Veem has expanded its partnership with Coins.ph to improve cross-border payouts from the United States and Canada to the Philippines, adding new settlement rails including stablecoins and faster treasury mechanisms aimed at small businesses, freelancers and outsourcing firms, the companies said.

Under the updated arrangement, Coins.ph will continue to serve as Veem’s local payout infrastructure, handling currency conversion, compliance and distribution across more than 100 Philippine banks and e-wallets. The companies said the model allows Veem to hold U.S. dollar liquidity while using digital settlement rails such as USDC before converting funds into pesos locally.

Veem first partnered with Coins.ph in 2020. The expansion, announced in 2026, targets a growing segment of cross-border payments tied to contracting and outsourcing.

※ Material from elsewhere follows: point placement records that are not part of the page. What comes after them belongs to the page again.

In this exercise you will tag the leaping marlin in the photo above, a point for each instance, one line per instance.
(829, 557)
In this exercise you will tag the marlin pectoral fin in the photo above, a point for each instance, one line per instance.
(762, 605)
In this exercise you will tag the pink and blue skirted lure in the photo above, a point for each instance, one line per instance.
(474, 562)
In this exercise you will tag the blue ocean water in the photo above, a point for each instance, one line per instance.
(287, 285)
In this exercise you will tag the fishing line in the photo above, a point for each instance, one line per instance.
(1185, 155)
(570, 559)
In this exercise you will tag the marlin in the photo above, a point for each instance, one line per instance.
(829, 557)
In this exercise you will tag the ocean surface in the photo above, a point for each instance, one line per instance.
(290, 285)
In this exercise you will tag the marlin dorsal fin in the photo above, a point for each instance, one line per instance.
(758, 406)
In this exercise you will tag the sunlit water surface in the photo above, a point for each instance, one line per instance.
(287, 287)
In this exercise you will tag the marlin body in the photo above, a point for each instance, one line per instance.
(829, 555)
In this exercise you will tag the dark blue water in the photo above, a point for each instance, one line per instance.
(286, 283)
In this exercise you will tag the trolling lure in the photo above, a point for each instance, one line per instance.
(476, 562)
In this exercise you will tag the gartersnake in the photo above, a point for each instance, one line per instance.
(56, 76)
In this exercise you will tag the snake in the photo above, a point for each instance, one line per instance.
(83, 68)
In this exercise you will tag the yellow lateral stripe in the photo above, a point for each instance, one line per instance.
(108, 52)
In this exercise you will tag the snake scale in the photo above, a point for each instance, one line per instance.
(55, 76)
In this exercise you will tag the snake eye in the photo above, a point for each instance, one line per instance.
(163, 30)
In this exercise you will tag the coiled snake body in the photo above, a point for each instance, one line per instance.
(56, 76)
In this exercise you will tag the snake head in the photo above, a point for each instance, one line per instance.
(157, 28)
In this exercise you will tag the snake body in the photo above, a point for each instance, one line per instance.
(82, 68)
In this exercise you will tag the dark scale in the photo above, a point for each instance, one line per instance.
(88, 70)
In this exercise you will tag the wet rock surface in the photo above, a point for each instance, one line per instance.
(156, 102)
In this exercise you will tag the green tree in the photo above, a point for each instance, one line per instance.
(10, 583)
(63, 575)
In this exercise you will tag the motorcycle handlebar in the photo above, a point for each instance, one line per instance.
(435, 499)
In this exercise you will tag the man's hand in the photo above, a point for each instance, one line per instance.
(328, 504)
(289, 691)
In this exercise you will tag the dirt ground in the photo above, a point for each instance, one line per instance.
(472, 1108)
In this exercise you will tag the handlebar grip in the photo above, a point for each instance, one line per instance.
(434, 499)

Traditional correspondent banking systems typically settle in two to five days and are not optimized for high-frequency business payouts, according to the companies.

Veem Chief Executive Marwan Forzley said the upgraded corridor is designed to offer a “faster, cheaper, scalable alternative to traditional banks,” particularly for small enterprises and contractors paid by U.S. firms. Coins.ph Chief Executive Wei Zhou said the partnership “empowers Filipino freelancers and SMEs with reliable instant payouts.”

The Philippines is one of the world’s largest outsourcing hubs, with business process outsourcing firms, freelancers and remote workers frequently paid from North America. The country also receives more than $36 billion in annual remittances, with the United States accounting for the largest share, according to World Bank data.

Coins.ph is licensed by the Bangko Sentral ng Pilipinas (BSP) as an electronic money issuer and virtual asset service provider, allowing it to convert foreign currency and manage compliance for digital asset-linked settlement. The companies said the model removes intermediary correspondent banks, reduces cut-off constraints and enables 24/7 treasury settlement.

Analysts say global payment firms have increasingly turned to stablecoins such as USDC for enterprise settlement because they can minimize foreign exchange pre-funding and reduce operational costs, though regulatory treatment varies across jurisdictions.

The companies did not disclose transaction volumes or fee changes. They said U.S. and Canadian small businesses and contractors are the core senders in the corridor, with Filipino freelancers, outsourcing firms and remote workers as primary recipients.

Veem operates a global business-to-business payments platform, while Coins.ph provides digital wallet and off-ramp services in the Philippines. Further details on commercial terms were not made public.